È importante notare che questi risultati non sono una misura definitiva dell’intelligenza delle intelligenze artificiali. Sono semplicemente una misura di come le intelligenze artificiali hanno eseguito in specifici test.
Test QI Intelligenza Artificiale: sono stati fatti? Esistono?
La misurazione del QI dell’intelligenza artificiale è ancora una disciplina relativamente giovane, e non esiste un consenso scientifico su come farlo in modo accurato e affidabile. Nonostante queste sfide parliamo di un’area di ricerca importante, perché ci permetterà di comprendere meglio le capacità cognitive dei sistemi di intelligenza artificiale e di valutarne i potenziali benefici e rischi.
Si sta lavorando attualmente per sviluppare dei metodi ad hoc per valutare le abilità cognitive dei sistemi di intelligenza artificiale spogli di simboli scontati per la cultura e i sistemi che riconosce un essere umano, spogli di aspetti che partono dall’assunto che a compiere questi test sia una persona con capacità di astrazione e di comprensione del contesto.
I progressi in questo campo non escludono che la misurazione del QI di un’intelligenza artificiale è un problema complesso, come abbiamo visto.

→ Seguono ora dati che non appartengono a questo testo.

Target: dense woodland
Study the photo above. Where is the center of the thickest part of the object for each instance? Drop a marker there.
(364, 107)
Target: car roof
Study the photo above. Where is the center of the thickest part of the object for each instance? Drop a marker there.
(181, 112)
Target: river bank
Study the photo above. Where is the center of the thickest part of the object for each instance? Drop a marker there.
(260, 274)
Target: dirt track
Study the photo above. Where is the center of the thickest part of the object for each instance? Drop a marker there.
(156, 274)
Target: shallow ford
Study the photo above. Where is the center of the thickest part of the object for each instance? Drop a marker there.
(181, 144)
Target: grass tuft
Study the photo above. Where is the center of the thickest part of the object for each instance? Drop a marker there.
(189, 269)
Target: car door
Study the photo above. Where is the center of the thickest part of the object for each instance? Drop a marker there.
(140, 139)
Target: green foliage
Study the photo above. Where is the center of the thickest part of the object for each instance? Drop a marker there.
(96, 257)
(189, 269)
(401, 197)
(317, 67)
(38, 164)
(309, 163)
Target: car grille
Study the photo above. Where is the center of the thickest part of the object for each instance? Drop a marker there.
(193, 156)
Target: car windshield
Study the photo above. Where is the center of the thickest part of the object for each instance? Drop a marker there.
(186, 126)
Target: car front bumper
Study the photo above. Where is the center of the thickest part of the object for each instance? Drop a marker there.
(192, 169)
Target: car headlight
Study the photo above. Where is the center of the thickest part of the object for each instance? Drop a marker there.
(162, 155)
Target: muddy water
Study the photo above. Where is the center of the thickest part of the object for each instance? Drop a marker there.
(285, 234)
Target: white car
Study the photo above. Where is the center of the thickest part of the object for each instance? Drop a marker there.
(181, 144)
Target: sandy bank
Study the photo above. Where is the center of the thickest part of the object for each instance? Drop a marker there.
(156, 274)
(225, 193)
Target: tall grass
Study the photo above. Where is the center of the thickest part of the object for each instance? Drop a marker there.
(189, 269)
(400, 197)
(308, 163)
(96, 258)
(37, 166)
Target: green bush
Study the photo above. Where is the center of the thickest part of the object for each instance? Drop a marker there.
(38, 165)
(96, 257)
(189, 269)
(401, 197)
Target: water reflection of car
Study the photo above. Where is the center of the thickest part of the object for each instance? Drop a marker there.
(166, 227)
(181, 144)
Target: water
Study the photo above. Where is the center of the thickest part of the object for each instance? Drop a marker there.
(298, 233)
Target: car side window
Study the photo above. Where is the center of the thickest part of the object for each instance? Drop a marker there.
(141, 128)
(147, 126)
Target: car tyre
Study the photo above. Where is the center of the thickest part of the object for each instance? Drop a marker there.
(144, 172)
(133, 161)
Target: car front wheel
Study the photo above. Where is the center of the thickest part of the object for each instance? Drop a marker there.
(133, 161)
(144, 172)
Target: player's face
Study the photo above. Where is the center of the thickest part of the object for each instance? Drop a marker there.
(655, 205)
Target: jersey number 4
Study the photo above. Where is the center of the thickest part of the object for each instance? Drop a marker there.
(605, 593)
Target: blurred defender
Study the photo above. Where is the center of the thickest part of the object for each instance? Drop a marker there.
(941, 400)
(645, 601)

Per capire della problematica, provate a parlare con ChatGpt o con Google Bard. Capirete che se provate a mettere alla prova le capacità cognitive di un’intelligenza artificiale, senza darle coordinate precise e inequivocabili, è molto difficile avere risultati attendibili, quindi riproducibili secondo una misura oggettiva.
La misurazione del QI dell’intelligenza artificiale solleva anche alcune questioni etiche. Ad esempio, è importante evitare di utilizzare dei test che siano discriminatori o che favoriscano alcuni sistemi di intelligenza artificiale rispetto ad altri. Considerate inoltre che le diverse IA stesse sono sviluppate secondo parametri e scopi precisi. Quindi già definire “intelligenza artificiale” in maniera univoca è inesatto e fuorviante.
Da tutto questo nasce la complessità.
Conclusione
Quindi, per rispondere alla domanda principale dell’articolo (cioè se ha senso misurare il QI di un’intelligenza artificiale), sulla base di quanto detto finora possiamo dire che ha senso. Ma lo ha nella misura in cui il test si riesce ad adattare a parametri uniformabili a determinate tipologie di intelligenze artificiali prese in esame. Il senso che avrebbe, dati questi presupposti, è capire meglio limiti e possibilità, rischi e benefici, delle capacità cognitive delle IA.